Most surgeries are outpatient, which means you won’t need to stay overnight at the hospital or facility. After the surgery, you will likely be monitored to ensure there are no complications and your body is adjusting well. This is also to ensure that any risks, like medication issues or allergies, are not. Since these are surgeries, you will be put under general anesthesia. Be transparent with your doctors and surgeons about what medications you are on, what diagnosis you may have, and things your body reacts poorly to. In terms of recovery, the rotator cuff surgery success rate is quite high, with approximately 64% of patients showing healing after one year and almost 82% after five years.
Pros and cons of rotator cuff surgery
While surgery may be the most important option presented to you by your physician, you should take time to consider what is best for you. If you have extensive damage to the area, getting surgery will be the best option for long-term results. However, it’s important to note that it will initially be painful and take some time to recover fully. You will be in a sling and will likely experience pain and discomfort as you heal. Physical therapy is encouraged to build movement and strength. It will likely take several months to recover and get your range of motion back.

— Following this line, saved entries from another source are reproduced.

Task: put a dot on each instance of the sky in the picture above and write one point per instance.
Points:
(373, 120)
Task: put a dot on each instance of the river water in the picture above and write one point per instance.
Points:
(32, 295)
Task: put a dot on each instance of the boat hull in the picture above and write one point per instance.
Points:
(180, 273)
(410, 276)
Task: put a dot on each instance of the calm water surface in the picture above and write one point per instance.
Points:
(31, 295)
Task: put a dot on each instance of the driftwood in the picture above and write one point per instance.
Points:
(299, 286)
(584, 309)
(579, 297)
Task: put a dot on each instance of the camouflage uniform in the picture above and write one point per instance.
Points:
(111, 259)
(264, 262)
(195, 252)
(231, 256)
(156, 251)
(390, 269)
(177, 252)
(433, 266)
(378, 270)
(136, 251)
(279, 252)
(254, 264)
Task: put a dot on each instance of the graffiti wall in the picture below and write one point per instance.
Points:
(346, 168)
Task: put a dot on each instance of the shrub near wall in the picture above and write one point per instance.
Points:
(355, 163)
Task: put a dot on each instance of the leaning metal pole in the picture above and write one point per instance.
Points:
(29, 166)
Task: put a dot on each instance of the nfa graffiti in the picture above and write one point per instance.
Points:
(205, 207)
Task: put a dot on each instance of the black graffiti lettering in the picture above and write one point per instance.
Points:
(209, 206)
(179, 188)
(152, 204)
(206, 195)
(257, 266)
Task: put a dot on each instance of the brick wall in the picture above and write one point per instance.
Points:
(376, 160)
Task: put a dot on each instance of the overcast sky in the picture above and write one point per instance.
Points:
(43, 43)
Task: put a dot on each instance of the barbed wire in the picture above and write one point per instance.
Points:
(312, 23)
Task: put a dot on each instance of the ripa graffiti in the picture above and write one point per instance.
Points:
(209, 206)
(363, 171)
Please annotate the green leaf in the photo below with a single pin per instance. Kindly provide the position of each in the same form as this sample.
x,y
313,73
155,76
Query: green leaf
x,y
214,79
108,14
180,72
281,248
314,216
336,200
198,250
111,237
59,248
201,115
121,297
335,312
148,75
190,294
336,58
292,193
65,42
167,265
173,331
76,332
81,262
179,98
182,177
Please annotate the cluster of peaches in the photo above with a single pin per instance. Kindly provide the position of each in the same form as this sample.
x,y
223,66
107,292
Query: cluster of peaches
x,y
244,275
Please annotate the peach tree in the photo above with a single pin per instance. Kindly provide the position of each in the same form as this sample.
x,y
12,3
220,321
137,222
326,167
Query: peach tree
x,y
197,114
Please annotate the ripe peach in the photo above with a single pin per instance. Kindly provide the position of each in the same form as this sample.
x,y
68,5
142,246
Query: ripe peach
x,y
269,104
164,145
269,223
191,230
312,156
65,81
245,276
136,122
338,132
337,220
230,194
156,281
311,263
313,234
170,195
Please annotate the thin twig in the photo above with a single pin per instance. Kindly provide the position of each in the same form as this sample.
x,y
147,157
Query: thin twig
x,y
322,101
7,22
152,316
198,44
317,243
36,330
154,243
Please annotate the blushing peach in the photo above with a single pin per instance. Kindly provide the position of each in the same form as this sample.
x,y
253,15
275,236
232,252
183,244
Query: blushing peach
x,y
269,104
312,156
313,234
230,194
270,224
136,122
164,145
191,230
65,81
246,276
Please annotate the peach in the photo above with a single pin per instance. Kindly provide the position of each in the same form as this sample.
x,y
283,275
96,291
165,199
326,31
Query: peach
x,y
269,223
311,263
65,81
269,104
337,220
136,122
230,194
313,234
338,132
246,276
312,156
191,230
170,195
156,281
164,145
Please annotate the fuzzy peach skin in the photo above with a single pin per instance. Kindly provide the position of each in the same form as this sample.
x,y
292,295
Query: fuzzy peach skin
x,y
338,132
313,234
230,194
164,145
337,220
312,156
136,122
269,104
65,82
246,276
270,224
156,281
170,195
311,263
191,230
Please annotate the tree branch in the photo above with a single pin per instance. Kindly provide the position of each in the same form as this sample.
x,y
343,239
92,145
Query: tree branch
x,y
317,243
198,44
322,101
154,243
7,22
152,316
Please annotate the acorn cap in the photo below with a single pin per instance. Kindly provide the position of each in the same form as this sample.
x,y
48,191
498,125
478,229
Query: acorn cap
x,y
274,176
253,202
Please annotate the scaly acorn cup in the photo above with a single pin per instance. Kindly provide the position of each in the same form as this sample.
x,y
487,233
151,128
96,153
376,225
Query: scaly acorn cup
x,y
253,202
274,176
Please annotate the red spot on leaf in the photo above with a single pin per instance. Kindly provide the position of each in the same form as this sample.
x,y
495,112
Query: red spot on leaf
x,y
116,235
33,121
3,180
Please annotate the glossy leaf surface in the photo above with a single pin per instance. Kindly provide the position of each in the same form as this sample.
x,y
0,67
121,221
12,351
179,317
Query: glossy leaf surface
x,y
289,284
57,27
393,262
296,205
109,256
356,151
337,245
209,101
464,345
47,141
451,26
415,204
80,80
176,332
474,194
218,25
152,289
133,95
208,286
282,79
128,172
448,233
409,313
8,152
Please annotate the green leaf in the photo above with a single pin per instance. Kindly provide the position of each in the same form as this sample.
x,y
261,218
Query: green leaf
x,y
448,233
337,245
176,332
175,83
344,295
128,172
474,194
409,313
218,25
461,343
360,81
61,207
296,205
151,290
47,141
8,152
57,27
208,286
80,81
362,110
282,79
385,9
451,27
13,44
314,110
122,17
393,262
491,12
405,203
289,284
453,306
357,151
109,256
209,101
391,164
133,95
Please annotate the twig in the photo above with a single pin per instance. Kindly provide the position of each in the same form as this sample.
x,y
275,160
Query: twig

While surgery will certainly help your mobility, things like finances may play a large part in your decision.
Check with your insurance company to see what kind of coverage you may have to save appropriately. Be sure to include things like physical therapy and follow-up appointments into your budget. Be prepared to take some time away from work if needed. While rotator cuff surgery is an excellent option, it is a large decision that should include all considerations.